По пути в тыл комбат задержался у подножия высоты двести сорок восемь ноль.

Бодрый, сверкающий, весело журчащий светлый поток снежной воды, устремившейся по лощине меж высотой и Красной Горкой, преградил путь.

Пока мыл в нем сапоги, да искал место, чтобы перепрыгнуть, наткнулся на обычного весеннего пехотинца. Черный от копоти, весь в заскорузлой окопной глине человек стоял на четвереньках прямо в грязи на краю ручья и красной, замерзшей от ледяной воды рукой полоскал в ней какую‑то ветошь, тряпку, потемнелую до черноты.

"Во молодец, - решил было про себя Железняков, - не хочет ходить в грязной рубашке, стирать изловчился".

И еще мелькнула мысль: если у старшины есть мыло, надо, чтобы батарейцы тоже привели себя в божеский вид.

Но пригляделся, и перехватило горло: понял, что полощет пехотинец.

Чуть тронул грязного человека чистым носком отмытого сапога.

Черная, закопченная сажей маска с огромными голубыми глазами повернулась к нему снизу от воды.

Он подивился яркости глаз. Сейчас у всей пехоты, на кого ни глянь, они оловянные, тусклые, а тут такая синь. Наверно, небо, отраженное ясной водой, сверкнуло на черном лице.

Но уши, высохшие, пергаментные уши, что торчали лопухами, да глубокие провалы щек, делавшие лицо пехотинца узким, как выщербленный топор, показывали, что он на последнем пределе истощения.

- Что делаешь, братец? Подохнешь ведь.

Крикнуть не смог. Сказал тихо.

Кривые дорожки слез зазмеились по черному лицу. А может быть, они и раньше были, не первые это слезы. Но человек даже не попытался встать с четверенек.

- Брось, - еще тише сказал Железняков. - Сейчас же брось. Яд это.

- Товарищ командир, - так же тихо, но жалобно прошептал пехотинец. - Не отымайте, товарищ командир. Прелестное же мясо.

А его красная рука все полоскала, полоскала черные лохмотья конского мяса. И по-прежнему бесстрастно сверкала голубой чистотой вода холодного снежного ручья, стремительно несущегося к реке Перекше мимо двух голодных людей.

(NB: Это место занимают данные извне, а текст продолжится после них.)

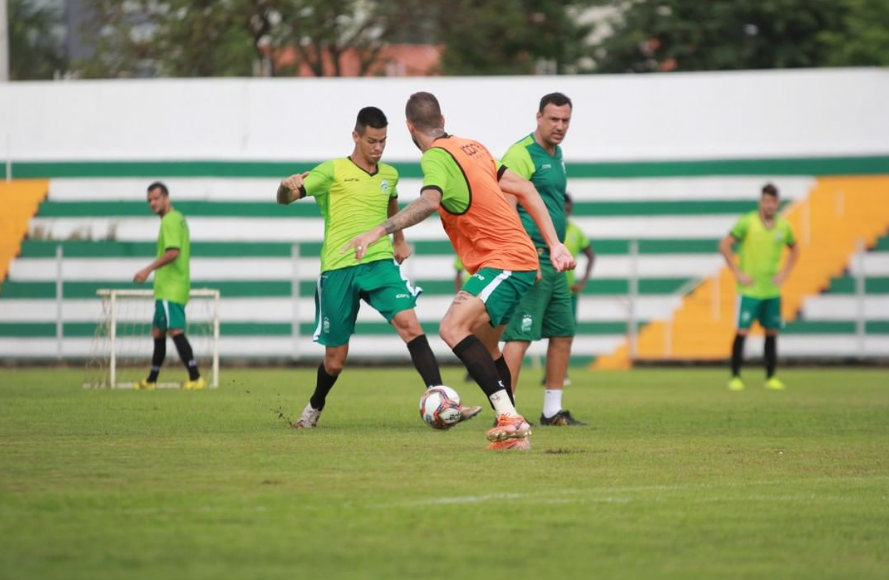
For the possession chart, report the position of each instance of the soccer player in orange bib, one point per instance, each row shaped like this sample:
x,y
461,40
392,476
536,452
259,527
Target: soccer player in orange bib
x,y
475,197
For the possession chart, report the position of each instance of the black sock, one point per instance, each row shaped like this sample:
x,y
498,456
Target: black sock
x,y
480,365
323,385
771,355
737,354
506,376
187,356
424,361
157,359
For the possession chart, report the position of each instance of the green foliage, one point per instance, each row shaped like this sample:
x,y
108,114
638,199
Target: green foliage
x,y
676,478
179,38
864,41
491,37
659,35
323,31
35,49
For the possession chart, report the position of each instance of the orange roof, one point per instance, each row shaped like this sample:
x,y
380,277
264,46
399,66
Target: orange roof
x,y
394,60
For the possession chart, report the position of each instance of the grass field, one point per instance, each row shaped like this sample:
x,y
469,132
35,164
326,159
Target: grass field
x,y
675,478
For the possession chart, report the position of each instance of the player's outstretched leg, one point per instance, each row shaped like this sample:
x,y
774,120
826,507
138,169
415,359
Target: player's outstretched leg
x,y
770,355
735,383
557,356
157,360
328,373
195,381
408,327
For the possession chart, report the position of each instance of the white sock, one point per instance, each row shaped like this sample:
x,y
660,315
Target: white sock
x,y
502,404
552,402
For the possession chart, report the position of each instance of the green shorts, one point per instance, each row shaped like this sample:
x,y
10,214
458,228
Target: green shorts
x,y
338,294
766,310
168,315
500,290
545,311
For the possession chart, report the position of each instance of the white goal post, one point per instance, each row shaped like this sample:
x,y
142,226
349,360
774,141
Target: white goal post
x,y
122,346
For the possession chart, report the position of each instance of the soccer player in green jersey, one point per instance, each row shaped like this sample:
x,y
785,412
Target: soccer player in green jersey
x,y
761,236
354,194
172,284
577,243
545,311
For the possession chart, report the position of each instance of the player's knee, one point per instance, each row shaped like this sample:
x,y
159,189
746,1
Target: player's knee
x,y
334,366
449,333
334,362
408,328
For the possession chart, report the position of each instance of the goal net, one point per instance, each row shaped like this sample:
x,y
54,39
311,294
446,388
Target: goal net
x,y
122,347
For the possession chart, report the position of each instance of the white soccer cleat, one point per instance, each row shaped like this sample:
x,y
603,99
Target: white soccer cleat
x,y
467,413
308,419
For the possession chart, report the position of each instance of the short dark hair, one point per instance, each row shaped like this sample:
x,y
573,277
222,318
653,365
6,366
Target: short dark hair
x,y
160,186
423,111
370,117
557,99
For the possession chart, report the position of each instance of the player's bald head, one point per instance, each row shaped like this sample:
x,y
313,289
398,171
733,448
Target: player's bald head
x,y
423,112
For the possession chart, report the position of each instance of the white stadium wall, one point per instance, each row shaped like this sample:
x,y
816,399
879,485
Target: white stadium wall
x,y
817,113
657,158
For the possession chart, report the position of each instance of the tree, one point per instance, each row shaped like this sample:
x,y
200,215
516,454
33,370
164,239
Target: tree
x,y
485,37
664,35
180,38
864,40
325,32
35,49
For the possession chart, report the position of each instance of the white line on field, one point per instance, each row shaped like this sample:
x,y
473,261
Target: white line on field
x,y
614,494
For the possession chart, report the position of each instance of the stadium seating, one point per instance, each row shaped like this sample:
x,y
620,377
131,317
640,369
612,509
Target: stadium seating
x,y
244,244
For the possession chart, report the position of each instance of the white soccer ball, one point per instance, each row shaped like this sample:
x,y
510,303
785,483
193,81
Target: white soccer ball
x,y
440,407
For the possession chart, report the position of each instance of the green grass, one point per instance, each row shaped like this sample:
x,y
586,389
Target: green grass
x,y
675,478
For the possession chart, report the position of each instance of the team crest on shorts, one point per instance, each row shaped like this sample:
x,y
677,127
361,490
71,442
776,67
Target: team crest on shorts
x,y
527,321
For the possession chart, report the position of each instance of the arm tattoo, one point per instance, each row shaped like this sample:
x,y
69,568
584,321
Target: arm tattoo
x,y
417,211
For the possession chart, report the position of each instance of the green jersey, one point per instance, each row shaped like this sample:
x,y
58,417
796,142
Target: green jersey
x,y
547,172
576,242
173,281
760,251
352,201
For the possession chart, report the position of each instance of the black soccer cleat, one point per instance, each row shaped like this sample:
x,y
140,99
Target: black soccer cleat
x,y
561,419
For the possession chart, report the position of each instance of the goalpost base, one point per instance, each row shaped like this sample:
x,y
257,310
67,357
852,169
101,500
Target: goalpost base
x,y
122,345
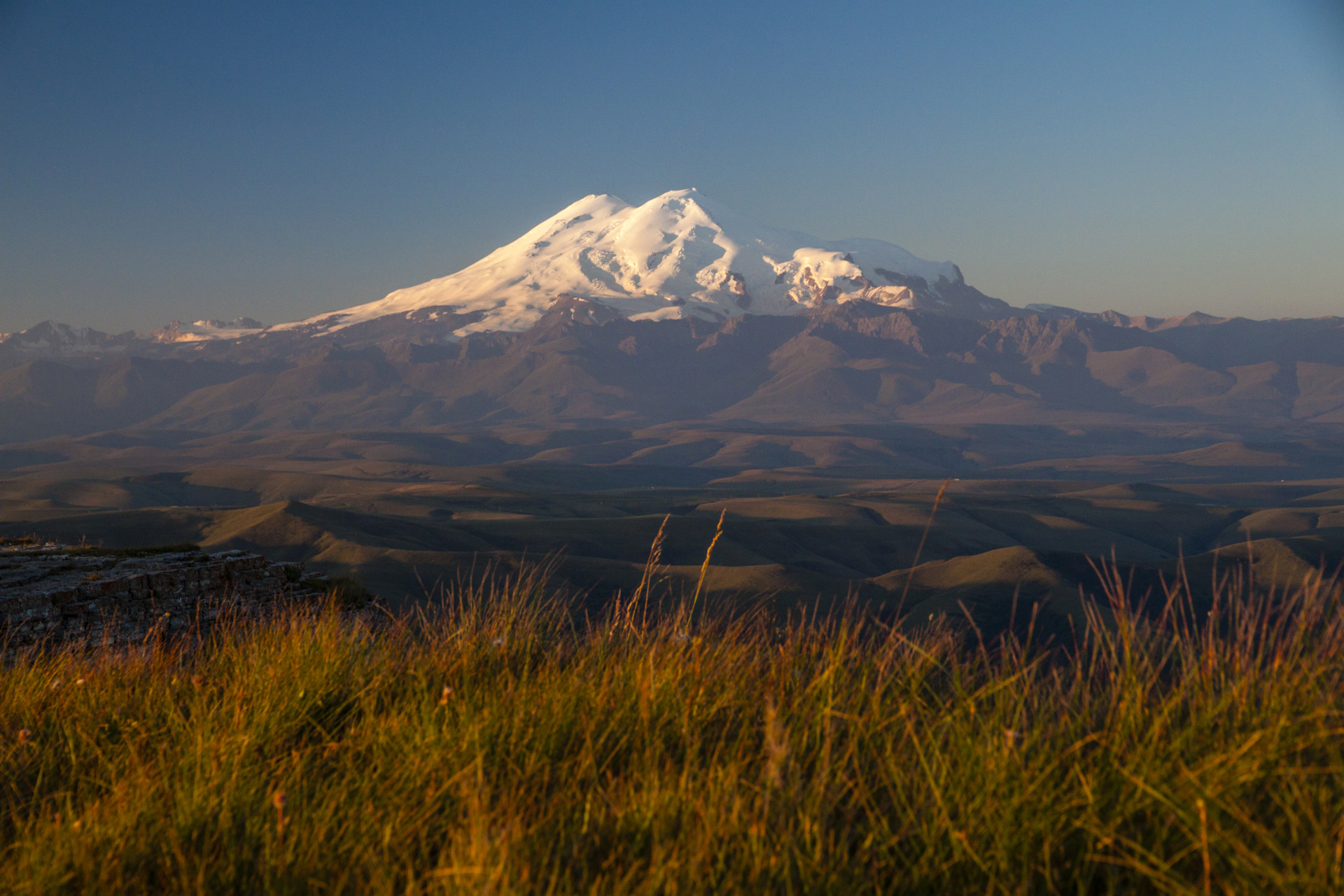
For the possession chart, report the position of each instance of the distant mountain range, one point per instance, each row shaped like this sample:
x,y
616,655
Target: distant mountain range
x,y
678,309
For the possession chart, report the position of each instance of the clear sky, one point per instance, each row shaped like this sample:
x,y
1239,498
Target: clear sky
x,y
277,159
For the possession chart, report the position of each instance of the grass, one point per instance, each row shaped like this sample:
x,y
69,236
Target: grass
x,y
500,743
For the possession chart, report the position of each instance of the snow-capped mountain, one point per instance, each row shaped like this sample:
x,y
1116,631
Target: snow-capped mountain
x,y
676,255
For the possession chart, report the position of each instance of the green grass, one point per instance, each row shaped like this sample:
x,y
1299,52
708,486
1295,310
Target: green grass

Конница Белова. Конница Белова! Кавкорпус, прорвавшийся в середине зимы через Варшавское шоссе и раскидавший в полях близ Варшавки сотни лошадей, сраженных с неба самолетами, которых у тебя не было. Может быть, весною ты спасешь его - черного пехотинца, - конница Белова? Последним куском конины спасешь?

* * *

Железняков шагал к лесу, изо всех сил сдерживая клокотавшую боль, шагал, не сказав ничего больше там, у ручья. И всю дорогу вбивая каблуками в землю, печатая на ней тяжелые слова:

"Прелестное мясо… прелестное мясо".

Будь ты проклята, война. Пусть он умрет. Он все равно умрет. Но пусть ему хоть покажется, что он был сыт перед смертью.

А слезы текли и текли, щекотные, соленые, остановить их он не мог, не хотел, да, наверно, и не замечал, до самого леса прощался с погибающим от голода пехотинцем.

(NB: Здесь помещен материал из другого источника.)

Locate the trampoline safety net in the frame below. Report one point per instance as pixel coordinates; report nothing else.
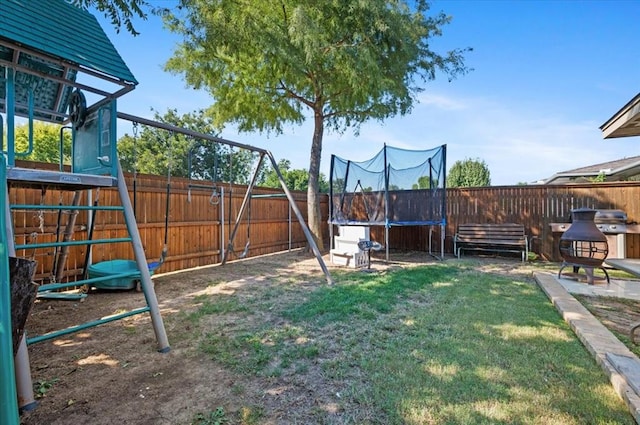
(397, 187)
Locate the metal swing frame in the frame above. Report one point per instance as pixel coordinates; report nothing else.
(263, 153)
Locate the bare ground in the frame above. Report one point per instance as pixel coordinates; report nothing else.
(113, 374)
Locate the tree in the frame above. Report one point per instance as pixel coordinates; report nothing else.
(154, 151)
(46, 143)
(119, 11)
(340, 63)
(469, 173)
(424, 182)
(297, 179)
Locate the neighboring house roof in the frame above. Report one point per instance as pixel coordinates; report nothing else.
(63, 31)
(625, 122)
(617, 170)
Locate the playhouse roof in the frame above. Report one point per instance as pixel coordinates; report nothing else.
(63, 31)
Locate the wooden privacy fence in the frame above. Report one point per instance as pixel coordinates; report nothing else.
(198, 223)
(536, 207)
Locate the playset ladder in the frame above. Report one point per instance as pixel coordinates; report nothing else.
(18, 177)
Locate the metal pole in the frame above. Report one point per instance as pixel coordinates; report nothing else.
(24, 383)
(8, 394)
(290, 232)
(245, 202)
(305, 229)
(222, 250)
(141, 261)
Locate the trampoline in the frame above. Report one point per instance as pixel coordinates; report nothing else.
(397, 187)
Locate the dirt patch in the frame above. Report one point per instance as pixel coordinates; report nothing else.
(113, 373)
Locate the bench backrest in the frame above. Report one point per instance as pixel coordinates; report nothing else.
(505, 231)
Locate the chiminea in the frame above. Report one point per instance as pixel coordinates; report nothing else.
(583, 244)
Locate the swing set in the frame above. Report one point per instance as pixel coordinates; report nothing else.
(118, 266)
(217, 196)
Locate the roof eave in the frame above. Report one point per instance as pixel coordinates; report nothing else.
(625, 122)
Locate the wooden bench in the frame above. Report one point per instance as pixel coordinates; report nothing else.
(506, 237)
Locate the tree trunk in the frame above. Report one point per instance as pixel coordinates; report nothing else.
(313, 196)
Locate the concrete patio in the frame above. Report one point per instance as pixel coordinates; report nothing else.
(620, 365)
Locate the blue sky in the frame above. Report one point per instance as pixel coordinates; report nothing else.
(546, 75)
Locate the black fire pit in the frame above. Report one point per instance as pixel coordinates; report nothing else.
(583, 244)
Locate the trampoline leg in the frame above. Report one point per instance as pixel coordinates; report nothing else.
(24, 383)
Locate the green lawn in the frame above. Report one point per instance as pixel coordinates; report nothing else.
(437, 344)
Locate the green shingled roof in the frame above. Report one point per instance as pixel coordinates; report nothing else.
(64, 31)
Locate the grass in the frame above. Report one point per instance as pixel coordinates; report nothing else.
(437, 344)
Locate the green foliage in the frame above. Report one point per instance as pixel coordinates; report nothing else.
(297, 179)
(46, 143)
(340, 62)
(216, 417)
(424, 182)
(41, 387)
(469, 173)
(154, 151)
(121, 12)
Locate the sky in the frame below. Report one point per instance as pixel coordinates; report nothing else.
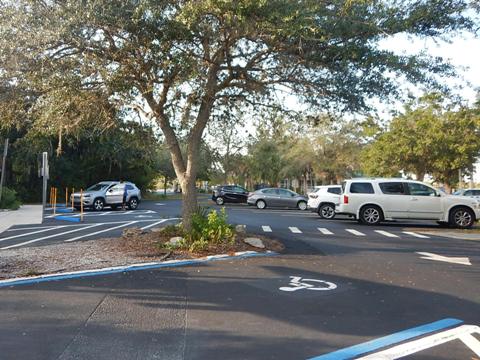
(462, 51)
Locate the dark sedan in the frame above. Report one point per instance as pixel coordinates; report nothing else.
(230, 193)
(277, 197)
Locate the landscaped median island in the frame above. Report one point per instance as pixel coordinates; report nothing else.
(211, 235)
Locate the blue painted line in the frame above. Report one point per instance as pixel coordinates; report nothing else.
(63, 211)
(369, 346)
(109, 271)
(68, 218)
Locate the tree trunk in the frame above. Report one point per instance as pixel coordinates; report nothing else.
(420, 175)
(189, 203)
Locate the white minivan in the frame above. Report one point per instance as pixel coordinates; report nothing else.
(372, 201)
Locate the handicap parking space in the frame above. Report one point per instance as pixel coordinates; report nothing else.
(259, 308)
(87, 226)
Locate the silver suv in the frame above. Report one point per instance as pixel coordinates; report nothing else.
(108, 193)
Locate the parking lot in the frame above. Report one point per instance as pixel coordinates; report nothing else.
(374, 281)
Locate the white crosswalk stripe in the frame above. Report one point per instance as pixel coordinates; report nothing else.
(385, 233)
(355, 232)
(325, 231)
(295, 230)
(101, 231)
(49, 237)
(416, 235)
(266, 228)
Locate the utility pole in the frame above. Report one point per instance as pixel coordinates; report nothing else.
(4, 162)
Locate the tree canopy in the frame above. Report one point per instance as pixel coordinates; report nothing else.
(178, 62)
(430, 137)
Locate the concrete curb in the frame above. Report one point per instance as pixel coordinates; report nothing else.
(127, 268)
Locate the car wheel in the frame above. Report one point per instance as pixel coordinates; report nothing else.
(261, 204)
(302, 205)
(371, 215)
(327, 211)
(133, 204)
(98, 204)
(461, 217)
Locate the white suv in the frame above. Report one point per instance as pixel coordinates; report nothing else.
(374, 200)
(324, 200)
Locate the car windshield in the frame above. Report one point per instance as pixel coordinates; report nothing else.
(97, 187)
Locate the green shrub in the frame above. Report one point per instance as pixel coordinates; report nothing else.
(208, 228)
(9, 199)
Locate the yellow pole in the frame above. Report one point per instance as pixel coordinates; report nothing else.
(73, 196)
(81, 205)
(54, 201)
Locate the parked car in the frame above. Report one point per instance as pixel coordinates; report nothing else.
(108, 193)
(324, 200)
(277, 197)
(230, 193)
(372, 201)
(475, 193)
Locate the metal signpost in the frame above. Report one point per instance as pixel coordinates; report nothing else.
(4, 161)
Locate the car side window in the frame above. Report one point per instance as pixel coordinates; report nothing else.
(270, 191)
(361, 188)
(285, 193)
(392, 188)
(336, 191)
(421, 190)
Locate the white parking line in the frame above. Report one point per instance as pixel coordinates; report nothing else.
(156, 223)
(32, 233)
(101, 231)
(416, 235)
(355, 232)
(295, 230)
(105, 213)
(385, 233)
(325, 231)
(48, 237)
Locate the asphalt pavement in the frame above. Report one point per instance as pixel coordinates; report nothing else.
(337, 285)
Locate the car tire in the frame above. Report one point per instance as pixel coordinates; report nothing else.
(461, 217)
(371, 215)
(261, 204)
(98, 204)
(133, 203)
(302, 205)
(326, 211)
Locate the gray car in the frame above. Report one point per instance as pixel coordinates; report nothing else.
(108, 193)
(277, 197)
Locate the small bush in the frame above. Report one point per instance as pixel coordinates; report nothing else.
(9, 199)
(208, 228)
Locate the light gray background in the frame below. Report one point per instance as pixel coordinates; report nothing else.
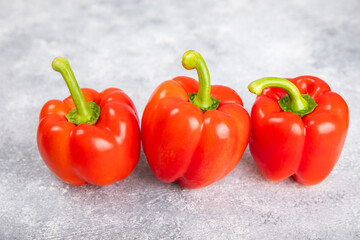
(135, 45)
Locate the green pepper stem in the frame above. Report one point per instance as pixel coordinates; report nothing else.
(193, 60)
(84, 113)
(296, 101)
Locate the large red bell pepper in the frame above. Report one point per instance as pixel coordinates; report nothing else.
(189, 136)
(299, 128)
(89, 137)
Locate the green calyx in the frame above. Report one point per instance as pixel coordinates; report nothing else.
(293, 101)
(74, 117)
(84, 112)
(285, 105)
(215, 102)
(201, 99)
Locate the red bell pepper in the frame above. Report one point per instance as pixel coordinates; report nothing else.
(194, 138)
(89, 137)
(299, 128)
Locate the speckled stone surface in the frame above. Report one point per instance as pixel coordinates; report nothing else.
(135, 45)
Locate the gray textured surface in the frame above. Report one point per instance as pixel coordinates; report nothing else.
(135, 45)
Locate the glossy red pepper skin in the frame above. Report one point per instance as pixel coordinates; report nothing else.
(184, 144)
(98, 154)
(283, 144)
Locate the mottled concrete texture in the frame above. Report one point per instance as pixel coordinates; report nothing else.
(135, 45)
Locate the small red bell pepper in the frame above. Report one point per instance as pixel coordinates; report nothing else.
(299, 128)
(189, 136)
(89, 137)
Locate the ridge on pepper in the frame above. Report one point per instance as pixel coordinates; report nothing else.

И не с ним одним. Нет, не с одним.

Железняков шел в тылы вроде бы за чем‑то другим. Но в душе‑то он знал, что сейчас будет. Только признаться в этом не мог даже самому себе. Не хотел признаваться. Слов таких вслух сказать не хотел. А знать‑то он знал. Шел он спасать батарею. Понимая, хорошо понимая, что и сам может погибнуть и бойцов своих не спасти, не сберечь. Но больше ничего у него не было в запасе. Ничем, кроме этого, не мог он рискнуть. Только самим собою.

* * *

Старшина Пустынников с двумя ездовыми дошел до дивизионного обменного пункта, а потом добрался аж до армейского продовольственного склада. Но даже у своих земляков–саратовцев не выпросил хоть по четверти сухаря на артиллериста, ничего не добыл для батареи.

Перво-наперво на складах ничего нет.

И потом запуганные все. Капитана там какого‑то ихнего, рассказывают, московский генерал своею рукою что ли шлепнул из пистолета за полмешка сухарей. И еще кого‑то. Тот сшустрил и того меньше. Там все рапорта пишут на передовую просятся.

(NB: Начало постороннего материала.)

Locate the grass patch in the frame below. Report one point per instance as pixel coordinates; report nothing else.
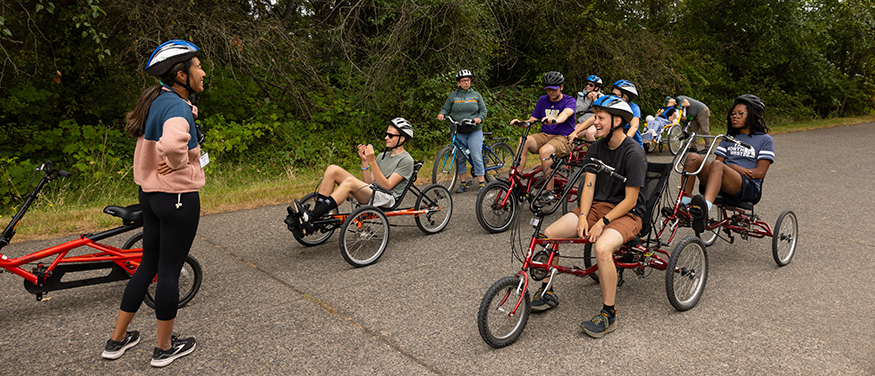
(61, 211)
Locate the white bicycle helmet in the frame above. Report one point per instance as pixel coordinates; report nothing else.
(403, 126)
(628, 88)
(169, 53)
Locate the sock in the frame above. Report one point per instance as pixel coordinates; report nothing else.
(323, 207)
(610, 310)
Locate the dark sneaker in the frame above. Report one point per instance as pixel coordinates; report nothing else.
(115, 349)
(178, 349)
(544, 300)
(549, 197)
(699, 212)
(600, 325)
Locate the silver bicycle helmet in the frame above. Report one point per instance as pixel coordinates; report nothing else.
(169, 53)
(628, 88)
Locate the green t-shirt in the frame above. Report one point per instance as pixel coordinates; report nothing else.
(402, 164)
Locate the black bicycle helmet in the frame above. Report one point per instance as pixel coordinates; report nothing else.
(595, 80)
(168, 54)
(628, 88)
(553, 79)
(615, 106)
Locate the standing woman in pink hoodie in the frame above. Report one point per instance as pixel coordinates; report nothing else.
(169, 171)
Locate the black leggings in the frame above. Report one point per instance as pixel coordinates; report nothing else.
(168, 232)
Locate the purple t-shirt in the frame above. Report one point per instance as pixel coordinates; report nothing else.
(546, 107)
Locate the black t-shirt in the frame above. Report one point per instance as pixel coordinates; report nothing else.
(627, 160)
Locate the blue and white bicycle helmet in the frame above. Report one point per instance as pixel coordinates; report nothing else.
(615, 106)
(595, 80)
(168, 54)
(628, 88)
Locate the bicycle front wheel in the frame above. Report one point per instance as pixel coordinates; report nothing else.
(496, 207)
(364, 236)
(497, 322)
(444, 172)
(674, 139)
(497, 161)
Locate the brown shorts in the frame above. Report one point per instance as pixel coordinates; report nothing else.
(628, 225)
(559, 142)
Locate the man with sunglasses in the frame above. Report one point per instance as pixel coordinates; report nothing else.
(390, 170)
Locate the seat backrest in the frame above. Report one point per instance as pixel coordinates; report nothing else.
(416, 166)
(654, 185)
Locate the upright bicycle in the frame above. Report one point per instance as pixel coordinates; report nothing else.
(69, 269)
(496, 158)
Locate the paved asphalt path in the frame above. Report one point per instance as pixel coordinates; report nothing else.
(271, 306)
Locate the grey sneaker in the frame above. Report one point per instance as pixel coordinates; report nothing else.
(544, 300)
(115, 349)
(599, 325)
(178, 349)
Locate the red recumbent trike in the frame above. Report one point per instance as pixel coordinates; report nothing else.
(365, 228)
(505, 307)
(729, 219)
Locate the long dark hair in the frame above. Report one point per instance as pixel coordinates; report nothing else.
(755, 122)
(135, 121)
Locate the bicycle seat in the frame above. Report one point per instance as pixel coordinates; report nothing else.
(131, 213)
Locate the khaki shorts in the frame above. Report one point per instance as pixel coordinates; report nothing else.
(559, 142)
(628, 225)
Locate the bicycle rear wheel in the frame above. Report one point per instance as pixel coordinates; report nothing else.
(497, 161)
(364, 236)
(436, 199)
(496, 207)
(444, 171)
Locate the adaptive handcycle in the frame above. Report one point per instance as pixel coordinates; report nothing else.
(108, 264)
(504, 309)
(365, 230)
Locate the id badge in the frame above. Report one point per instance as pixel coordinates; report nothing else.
(205, 159)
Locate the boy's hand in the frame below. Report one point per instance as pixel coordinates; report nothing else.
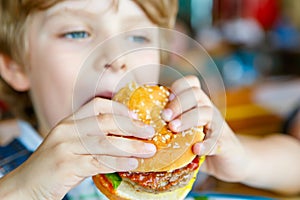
(226, 158)
(83, 145)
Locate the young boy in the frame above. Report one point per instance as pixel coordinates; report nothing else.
(43, 45)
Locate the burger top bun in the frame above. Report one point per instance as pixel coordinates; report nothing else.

Боятся ее как черт ладана, а пишут. Лучше, говорят, в окопе с голода умереть. Про пули теперь и не вспоминают.

Так и не дали старшине ничего. Даже земляки.

Иди, посоветовали, под Юхнов. Там, на шоссейке, все есть. Помогут.

Так ведь до шоссейки, по нынешним силам и дорогам, дней с десять тащиться. Пока доберешься, всех постреляют за дезертирство. Порядили, подумали, пришлось вернуться. И так они чуть ли не трое суток плавали в грязи по пузо.